In October, a tiny child’s shoe was found shut off by brick walls behind a chimney breast in an East Street building which was then Country Casuals shop.

Builders who were reinforcing fractured beams with steel girders came across the shoe, which was estimated to be about 300 years old by experts from the Chichester Museum.

The shoe was hand made of leather to fit a child aged about two.

It showed clear signs of wear, with heels worn down slightly at the sides.

Theories abounded as to the purpose of the shoe.

The manager of Country Casuals hypothesised that “It has obviously been put there on purpose for some silly sentimental or superstitious reason. It was definitely not just a little trifle left there by accident. It had been completely built in, and this helped to keep it in good condition.

Eric Parr, the man who found it, had a different idea for the shoe’s purpose, suggesting that it could have been put there to ward off the devil.

Following this dicovery of the child’s shoe, an Observer reader contacted the paper in November about a similar find in her own home in the village of Bosham.

Carol Hall of Green Lane End, one of Bosham’s oldest properties, told of various oddities which came to light during house renovations.

When she and her husband had moved into the house, which dates back to the fifteenth century, they found several strange items hidden around the house as they began to undertake the renovation work.

Like the shoe in Chichester’s East Street, Mr and Mrs Hall found a buckled military shoe, which was made about 200 years ago.

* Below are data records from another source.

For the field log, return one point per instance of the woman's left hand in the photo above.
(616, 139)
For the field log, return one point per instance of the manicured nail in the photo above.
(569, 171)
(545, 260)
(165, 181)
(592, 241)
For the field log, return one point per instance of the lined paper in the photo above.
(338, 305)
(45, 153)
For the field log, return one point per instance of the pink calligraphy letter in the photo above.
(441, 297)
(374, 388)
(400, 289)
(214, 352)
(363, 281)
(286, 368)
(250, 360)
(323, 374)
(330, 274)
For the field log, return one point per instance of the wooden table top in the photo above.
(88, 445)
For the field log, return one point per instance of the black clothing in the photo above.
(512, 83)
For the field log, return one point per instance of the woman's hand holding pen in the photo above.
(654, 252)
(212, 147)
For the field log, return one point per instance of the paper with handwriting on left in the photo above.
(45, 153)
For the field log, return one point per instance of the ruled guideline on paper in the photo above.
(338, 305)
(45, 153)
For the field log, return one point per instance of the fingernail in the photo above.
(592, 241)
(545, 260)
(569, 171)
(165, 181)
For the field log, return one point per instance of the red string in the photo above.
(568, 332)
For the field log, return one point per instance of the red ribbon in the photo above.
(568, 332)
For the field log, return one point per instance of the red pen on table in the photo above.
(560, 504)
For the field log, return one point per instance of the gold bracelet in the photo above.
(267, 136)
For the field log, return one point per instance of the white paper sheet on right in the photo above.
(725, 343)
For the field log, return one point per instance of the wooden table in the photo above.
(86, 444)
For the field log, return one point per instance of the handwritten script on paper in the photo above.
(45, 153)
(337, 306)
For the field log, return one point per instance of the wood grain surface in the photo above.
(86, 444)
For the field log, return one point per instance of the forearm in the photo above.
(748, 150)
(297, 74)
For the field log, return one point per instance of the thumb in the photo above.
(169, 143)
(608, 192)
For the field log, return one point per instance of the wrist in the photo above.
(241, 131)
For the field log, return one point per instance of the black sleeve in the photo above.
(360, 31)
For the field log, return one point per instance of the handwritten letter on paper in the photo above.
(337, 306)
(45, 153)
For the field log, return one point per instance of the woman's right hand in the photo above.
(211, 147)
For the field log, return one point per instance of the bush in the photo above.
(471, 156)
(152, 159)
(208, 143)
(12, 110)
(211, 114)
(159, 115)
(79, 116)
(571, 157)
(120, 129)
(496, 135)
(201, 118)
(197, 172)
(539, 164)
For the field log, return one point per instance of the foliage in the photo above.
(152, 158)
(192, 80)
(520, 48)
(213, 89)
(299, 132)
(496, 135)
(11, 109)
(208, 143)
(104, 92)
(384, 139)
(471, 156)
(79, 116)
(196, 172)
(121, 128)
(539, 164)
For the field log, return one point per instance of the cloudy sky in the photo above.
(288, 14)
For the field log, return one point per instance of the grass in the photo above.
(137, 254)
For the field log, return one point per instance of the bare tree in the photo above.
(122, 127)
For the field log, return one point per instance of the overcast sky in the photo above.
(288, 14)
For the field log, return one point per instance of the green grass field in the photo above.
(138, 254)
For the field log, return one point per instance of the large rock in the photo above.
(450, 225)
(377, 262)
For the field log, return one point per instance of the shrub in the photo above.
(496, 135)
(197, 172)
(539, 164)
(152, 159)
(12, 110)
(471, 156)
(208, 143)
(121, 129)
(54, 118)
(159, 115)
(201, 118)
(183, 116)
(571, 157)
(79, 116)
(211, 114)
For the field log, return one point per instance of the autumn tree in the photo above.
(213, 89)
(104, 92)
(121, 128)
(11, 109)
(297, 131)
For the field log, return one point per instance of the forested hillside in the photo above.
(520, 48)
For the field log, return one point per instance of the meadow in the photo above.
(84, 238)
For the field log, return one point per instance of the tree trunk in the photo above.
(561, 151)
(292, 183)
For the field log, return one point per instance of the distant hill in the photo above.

Like the Chichester shoe, it was found behind a chimney wall, and with it were various other pieces of leather work.

Mrs Hall had a firm idea of why it was put there - as a good luck charm, when the chimney was built.

Many other interesting items were also found during the renovation. In the floor they uncovered a Roman anchor. It was a huge flint with a hole in the middle, and there were marks made by ropes or chains which connected it to the galleys.

Other oddities included thimbles hidden above doors, several teaspoon handles, pieces of marble in the garden and a flagstone floor under three layers of linoleum.

Concealed shoes have a history of being hidden in the fabric of buildings since the early modern period, and are often hidden in chimneys, walls, under floors, and around doors as magical charms to protect those in the house.

The hidden shoes were not the only secret lurking in the walls of Chichester, however.

In 1978, another surpise came to light in a house in St Martin’s Square. Tudor flues were discovered in the house during restoration work which was taking place. Like many houses in Chichester during that time, the house had a Regency appearance, but the flues confirmed that its origins went back even further.

The flues had to be taken to pieces are their weight was causing a wooden beam to bow.